Yorulsak bile, içimiz sıkılsa da yolunda yürümeye devam edeceğiz. İzini gönlümüzden, fikirlerini beynimizden silemezler… İşte Gençliğin Atamıza seslenişi…

EY BÜYÜK ATA!

Varlığımızın en mukaddes temeli olan, Türk İstiklali’nin ve Türk Cumhuriyeti’nin ebedi bekçileriyiz. Bu karar, sarsılmaz irademizin değişmez ifadesidir. İstikbalde, hiçbir kuvvet yolumuzdan döndüremeyecektir. Bizler, bütün hızımızı senden, milli tarihimizden ve ruhumuzdaki sönmez insan ateşinden alıyoruz. Senin kurduğun temeller üzerinde attığımız her adım sağlam, yaptığımız her hamle şuurludur. En kıymetli emanetin olan Türk İstiklal ve Cumhuriyeti, mevcudiyetimizin esası olarak, eğilmez başların, bükülmez kolların, yenilmez Türk evlatlarının elinde ilelebet yaşayacak ve nesilden nesle devredilecek. Bu mukaddes emanete yönelen dahili ve harici bütün tecavüzler, iman dolu göğsümüze çarparak parçalanacaktır. İstiklal ve Cumhuriyetimize kastedecek düşmanlar en modern silahlarla mücehhez olarak, en kuvvetli ordularla üzerimize saldırsalar dahi, milli şuurumuzu ve yenilmez Türk gücünün zerresini bile sarsamayacaklardır. Çünkü; İstiklal ve Cumhuriyetimize kastedenler, karşılarında beş bin yıllık şerefli Türk tarihinin yılmaz evlatlarını, Cumhuriyeti ve inkılaplarının feyizli ve imanlı gençlerini bulacaklardır.

Ey Türk’ün Büyük Atası.

İstikbal ve Cumhuriyeti korumak mecburiyeti hasıl olursa içinde bulunacağımız ahval ve şerait ne olursa olsun, kudret ve cesaretimizi damarlarımızdaki asil kandan alarak, bütün engelleri aşıp, her güçlüğü yenmek azmindeyiz.
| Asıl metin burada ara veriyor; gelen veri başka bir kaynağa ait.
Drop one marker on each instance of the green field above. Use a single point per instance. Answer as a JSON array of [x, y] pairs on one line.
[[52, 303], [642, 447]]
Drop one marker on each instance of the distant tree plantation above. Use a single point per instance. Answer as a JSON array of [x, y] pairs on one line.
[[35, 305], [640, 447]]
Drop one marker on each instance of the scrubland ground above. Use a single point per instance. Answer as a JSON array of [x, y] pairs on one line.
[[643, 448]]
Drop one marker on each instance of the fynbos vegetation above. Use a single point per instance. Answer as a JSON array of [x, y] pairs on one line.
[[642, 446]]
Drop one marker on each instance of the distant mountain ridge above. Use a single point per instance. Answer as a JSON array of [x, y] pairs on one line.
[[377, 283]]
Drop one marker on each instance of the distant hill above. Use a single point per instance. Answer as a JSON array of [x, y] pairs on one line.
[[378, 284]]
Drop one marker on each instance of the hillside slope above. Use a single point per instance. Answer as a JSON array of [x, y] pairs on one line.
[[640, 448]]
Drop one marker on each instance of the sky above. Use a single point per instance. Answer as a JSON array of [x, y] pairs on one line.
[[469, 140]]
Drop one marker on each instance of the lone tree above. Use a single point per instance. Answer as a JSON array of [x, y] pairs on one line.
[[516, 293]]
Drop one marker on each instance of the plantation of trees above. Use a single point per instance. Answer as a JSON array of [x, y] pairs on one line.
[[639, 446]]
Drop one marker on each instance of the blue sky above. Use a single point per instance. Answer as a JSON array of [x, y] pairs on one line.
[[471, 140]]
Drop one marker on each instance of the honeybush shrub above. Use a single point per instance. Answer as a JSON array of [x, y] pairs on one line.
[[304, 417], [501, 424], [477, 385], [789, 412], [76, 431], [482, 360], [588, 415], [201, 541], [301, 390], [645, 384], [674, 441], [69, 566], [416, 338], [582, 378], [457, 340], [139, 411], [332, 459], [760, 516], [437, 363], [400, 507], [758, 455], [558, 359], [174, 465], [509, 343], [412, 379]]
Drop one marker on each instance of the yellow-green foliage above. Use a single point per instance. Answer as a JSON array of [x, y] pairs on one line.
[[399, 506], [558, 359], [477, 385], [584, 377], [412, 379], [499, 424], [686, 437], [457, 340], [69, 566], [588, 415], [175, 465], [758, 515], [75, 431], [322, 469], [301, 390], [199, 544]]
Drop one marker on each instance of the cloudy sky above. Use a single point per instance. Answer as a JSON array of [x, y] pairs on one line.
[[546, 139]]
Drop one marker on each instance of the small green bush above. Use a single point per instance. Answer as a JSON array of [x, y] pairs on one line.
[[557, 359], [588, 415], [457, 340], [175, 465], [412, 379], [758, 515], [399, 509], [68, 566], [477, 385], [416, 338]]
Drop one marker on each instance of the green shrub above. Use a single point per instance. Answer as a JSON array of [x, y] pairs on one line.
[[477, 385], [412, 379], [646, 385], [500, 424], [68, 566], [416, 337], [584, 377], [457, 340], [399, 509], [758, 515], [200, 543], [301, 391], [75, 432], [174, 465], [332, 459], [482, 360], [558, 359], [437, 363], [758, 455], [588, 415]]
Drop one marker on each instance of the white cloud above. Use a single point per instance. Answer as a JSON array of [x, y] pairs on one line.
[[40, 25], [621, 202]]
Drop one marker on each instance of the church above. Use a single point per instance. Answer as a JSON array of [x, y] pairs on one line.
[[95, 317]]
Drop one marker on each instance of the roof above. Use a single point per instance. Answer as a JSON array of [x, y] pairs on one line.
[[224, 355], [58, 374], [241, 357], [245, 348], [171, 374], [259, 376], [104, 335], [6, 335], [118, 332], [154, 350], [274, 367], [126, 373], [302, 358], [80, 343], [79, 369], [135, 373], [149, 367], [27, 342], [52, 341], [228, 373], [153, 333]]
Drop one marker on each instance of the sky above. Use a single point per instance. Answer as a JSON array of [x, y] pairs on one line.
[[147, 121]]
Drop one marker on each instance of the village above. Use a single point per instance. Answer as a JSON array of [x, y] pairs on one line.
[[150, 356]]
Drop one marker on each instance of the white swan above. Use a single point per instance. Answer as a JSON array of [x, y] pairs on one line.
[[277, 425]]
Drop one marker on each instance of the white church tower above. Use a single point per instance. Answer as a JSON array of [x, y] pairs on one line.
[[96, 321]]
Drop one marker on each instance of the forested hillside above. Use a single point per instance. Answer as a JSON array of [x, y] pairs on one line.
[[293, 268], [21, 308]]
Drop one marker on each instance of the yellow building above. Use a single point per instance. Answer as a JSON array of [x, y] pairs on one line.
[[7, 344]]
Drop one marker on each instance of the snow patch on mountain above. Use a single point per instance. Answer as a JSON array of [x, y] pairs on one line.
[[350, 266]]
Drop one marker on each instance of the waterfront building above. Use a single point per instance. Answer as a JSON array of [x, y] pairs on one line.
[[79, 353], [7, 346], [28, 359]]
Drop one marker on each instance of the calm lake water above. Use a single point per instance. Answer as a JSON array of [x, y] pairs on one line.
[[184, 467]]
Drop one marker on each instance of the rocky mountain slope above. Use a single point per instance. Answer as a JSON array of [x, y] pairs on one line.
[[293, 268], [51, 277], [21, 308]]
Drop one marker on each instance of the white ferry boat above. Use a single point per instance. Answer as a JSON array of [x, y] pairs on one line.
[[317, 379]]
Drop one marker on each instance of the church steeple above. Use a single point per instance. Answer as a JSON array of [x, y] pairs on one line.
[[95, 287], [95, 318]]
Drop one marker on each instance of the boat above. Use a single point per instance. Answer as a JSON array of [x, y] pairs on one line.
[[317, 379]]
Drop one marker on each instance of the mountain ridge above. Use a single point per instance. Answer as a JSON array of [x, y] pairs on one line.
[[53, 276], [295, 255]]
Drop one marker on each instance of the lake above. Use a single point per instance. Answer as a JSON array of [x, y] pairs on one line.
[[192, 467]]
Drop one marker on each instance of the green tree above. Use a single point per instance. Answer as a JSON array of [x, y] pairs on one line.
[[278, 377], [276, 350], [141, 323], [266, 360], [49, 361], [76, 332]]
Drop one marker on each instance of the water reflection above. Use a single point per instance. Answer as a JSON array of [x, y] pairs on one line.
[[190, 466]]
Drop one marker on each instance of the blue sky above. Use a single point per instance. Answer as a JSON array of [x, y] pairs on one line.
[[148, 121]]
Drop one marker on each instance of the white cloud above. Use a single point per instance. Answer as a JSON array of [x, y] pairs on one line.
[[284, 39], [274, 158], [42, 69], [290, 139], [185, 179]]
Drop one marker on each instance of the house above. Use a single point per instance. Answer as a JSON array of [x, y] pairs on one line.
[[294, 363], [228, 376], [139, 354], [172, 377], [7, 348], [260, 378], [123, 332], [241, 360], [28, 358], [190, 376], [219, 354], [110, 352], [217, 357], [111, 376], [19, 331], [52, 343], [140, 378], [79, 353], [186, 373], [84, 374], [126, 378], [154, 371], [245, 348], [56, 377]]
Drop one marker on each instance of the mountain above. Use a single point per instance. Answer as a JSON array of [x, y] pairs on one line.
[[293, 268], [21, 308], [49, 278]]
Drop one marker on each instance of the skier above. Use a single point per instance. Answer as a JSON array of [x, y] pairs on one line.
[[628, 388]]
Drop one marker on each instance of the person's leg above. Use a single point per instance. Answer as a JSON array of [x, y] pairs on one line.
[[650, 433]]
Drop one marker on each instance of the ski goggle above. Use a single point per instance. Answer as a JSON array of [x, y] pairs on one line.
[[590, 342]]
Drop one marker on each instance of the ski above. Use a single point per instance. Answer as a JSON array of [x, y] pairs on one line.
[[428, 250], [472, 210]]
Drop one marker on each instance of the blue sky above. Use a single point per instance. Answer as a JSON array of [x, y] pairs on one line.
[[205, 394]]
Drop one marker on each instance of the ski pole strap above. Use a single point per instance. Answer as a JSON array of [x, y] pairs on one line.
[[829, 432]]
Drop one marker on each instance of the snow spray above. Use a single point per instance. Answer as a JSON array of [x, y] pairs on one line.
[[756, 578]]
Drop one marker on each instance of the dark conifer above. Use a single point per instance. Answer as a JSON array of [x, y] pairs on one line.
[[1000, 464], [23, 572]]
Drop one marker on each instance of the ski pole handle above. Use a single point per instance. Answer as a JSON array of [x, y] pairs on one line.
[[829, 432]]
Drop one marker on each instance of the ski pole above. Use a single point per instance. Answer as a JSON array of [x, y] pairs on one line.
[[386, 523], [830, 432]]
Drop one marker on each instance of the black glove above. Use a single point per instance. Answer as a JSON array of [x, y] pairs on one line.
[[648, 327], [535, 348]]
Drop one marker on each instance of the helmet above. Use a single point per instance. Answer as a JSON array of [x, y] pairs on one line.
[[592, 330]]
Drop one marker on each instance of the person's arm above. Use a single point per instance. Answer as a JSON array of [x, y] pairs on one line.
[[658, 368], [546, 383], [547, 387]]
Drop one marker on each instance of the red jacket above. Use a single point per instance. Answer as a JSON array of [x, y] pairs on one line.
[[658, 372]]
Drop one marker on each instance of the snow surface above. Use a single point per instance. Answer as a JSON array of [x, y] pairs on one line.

Türk gençliği olarak özgürlüğün, bağımsızlığın, egemenliğin, Cumhuriyetin ve devrimlerinin yılmaz bekçileriyiz. Her zaman, her yerde ve her durumda Atatürk ilkelerinden ayrılmayacağımıza, çağdaş uygarlığa geçmek için bütün zorlukları yeneceğimize namus ve şeref sözü verip, kendimizi büyük Türk Milleti'ne adarız.

Büyük Atam mekanınız cennet, ışıklar yoldaşınız olsun. İyi ki bu topraklarda dünyaya gelmişsiniz. İyi ki bu ulusa ve dünya ülkeleri liderlerine örnek olmuşsunuz. Saygıyla ve özlemle anıyoruz.